The stallion had slung his head over her shoulder, and though she still kept her hands in her pockets, Inez rubbed her temple against the stallion's neck.

“It's like a reunion,” Sam whispered to Jake. “He doesn't like being mad at her.”

“He doesn't like being ignored,” Jake corrected.

Still, they stared at each other and smiled. Step one had worked just fine.

 

As they rode past the house on their way out of the ranch yard, Gram called out, “Inez, would any of your crew members in Alkali like to come out here for dinner?”

“Thanks Mrs. Forster—”

“Please, call me Grace,” Gram suggested.

“Thanks Grace, but there are only five of them, and from what they tell me, they've set up pretty comfy headquarters in Clara's parking lot. They're making field trips out to the spot in Lost Canyon where we're supposed to shoot, but other than that, it sounds like they're shoveling down chicken-fried steak, mashed potatoes with gravy, and all kinds of fresh cakes and pies at Clara's.”

“Humph,” Gram said, narrowing her eyes in a competitive frown. “That doesn't mean they can't drive out for a single dinner. I always have plenty.”

“I'm sure the food isn't half as good as yours,” Inez assured Gram. “They're just doing their part, trying to keep good relations with the folks in Alkali, in case we have to come back for a reshoot,” Inez explained. “Some people don't like film companies moving in and stirring things up, especially in small towns.”
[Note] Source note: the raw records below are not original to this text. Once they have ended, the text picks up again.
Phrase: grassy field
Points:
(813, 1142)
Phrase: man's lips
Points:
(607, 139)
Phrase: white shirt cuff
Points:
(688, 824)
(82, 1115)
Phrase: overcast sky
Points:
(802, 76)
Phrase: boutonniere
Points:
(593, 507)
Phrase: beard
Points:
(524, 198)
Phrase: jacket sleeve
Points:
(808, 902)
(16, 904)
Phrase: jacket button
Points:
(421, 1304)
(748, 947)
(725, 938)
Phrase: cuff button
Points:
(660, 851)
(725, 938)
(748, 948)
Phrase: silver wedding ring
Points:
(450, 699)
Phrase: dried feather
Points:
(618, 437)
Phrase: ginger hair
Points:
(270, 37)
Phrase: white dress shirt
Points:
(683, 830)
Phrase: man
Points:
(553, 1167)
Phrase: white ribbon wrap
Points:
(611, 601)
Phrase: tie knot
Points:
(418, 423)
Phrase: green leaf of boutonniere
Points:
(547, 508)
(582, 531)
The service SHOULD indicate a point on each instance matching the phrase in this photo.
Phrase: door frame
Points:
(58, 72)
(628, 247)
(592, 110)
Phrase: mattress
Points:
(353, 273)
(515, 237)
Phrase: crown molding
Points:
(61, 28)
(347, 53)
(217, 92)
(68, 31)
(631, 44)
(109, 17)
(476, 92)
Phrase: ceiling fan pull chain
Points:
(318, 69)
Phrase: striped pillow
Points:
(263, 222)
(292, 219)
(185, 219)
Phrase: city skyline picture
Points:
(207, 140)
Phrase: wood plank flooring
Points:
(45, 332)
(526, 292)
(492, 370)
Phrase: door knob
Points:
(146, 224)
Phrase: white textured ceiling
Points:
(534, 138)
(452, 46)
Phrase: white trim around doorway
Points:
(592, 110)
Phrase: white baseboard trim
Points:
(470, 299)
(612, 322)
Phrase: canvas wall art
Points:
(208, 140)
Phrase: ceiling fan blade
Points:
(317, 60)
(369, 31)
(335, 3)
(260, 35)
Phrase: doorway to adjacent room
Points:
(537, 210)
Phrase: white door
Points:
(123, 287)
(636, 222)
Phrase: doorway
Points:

“I haven't heard a single complaint,” Gram said. “And I would have, if things weren't going the way they were supposed to.”

“That's good, but I wouldn't blame them if they were glad to see us go. We have all these electrical cords and bright lights that can turn night into day, and we need places to park huge trucks and, well, even though the little store there doesn't have much of what they want, Clara does. So, by spending time and money there and showing people we can be nice instead of stereotypical Hollywood snobs”—Inez
paused and shot Jake a smile when he loudly cleared his throat—“we can make sure we're welcome.”

“That makes sense, I suppose,” Gram said. “But please don't hurt my feelings by not coming to dinner yourself.”

“I shouldn't impose a second night,” Inez said. “Really, I have a little kitchen in my camper and I've trained myself to open cans and run the microwave.”

“Do that, Ms. Garcia,” Gram said, folding her arms and tapping her toe, “and you'll have gone past hurting my feelings directly to insulting me.”

“Well, I wouldn't want to do that,” Inez said with a laugh.

“Dinner's at six,” Gram said, and then, just before closing the door, she called, “Jake, I mean you, too, of course.”

“Yes ma'am,” Jake shouted back over his shoulder.

Sam was smiling, feeling relaxed and cheerful, when Gram had to go and spoil her happy mood by adding, “After all, Jake, we don't know if we'll have you around here for dinner next August. This might be our last summer together, so we'd better make the most of it.”